As I’ve alluded to in the past we’ve been exploring moving our content repository over to an RDF triple store.
It’s turning out to be pretty massive, we’ve learnt a few things along the way, and no doubt have much more to learn as we continue with the project. Seemed worthwhile submitting a conference paper to share the experience. So here’s what Priya, Katie, and myself have just submitted to ISWC2005:
The IngentaConnect website contains metadata from 17 million articles sourced from 20 thousand publications. The aim of the Metastore project is to build a flexible and scalable repository for the storage of this bibliographic metadata. The repository will replace several existing data stores and will act as a focal point for integration of a number of existing applications and future projects. Scalability, replication and robustness were important considerations in the repository design.
After introducing the benefits of using RDF as the data model for this repository, the paper will introduce the practical challenges involved in creating and managing a very large triple store. The repository contains over 200 million triples from a range of vocabularies including Dublin Core and PRISM. To our knowledge, this is the largest triple store of its type in existence.
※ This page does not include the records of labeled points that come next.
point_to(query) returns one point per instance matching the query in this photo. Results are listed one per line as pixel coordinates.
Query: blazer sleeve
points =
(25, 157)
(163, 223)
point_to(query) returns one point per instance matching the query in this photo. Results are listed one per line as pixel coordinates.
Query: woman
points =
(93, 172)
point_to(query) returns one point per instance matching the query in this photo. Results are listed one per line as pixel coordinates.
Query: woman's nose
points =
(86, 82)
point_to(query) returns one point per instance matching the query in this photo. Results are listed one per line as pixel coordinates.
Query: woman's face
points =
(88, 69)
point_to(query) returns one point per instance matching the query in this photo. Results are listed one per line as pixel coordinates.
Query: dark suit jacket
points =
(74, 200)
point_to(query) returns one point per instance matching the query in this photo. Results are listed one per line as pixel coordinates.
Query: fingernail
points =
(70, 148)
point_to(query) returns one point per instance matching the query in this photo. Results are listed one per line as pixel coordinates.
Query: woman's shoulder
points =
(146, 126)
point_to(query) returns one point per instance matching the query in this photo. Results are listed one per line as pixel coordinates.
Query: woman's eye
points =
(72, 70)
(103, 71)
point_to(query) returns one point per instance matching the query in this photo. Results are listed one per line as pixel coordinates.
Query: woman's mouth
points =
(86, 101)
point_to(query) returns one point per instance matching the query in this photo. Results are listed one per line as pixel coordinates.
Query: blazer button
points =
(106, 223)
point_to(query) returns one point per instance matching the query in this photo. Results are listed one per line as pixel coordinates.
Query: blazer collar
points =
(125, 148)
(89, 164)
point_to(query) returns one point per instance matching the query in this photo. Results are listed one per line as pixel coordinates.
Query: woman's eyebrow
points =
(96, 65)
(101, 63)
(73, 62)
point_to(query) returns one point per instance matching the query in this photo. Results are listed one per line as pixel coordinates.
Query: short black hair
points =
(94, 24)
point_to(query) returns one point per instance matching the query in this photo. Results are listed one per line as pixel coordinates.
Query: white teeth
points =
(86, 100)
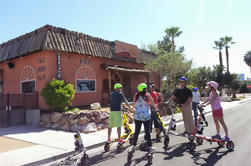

The challenges faced range from schema design, initial data loading, query performance, and integration of the repository into existing applications.
The paper will introduce the solutions developed to meet these challenges with the goal of helping others looking to deploy a triple store within a commercial environment. The paper will also suggest some avenues for further research and development.
Won’t hear whether the submission will be accepted until July, but expect to read more here over the coming months.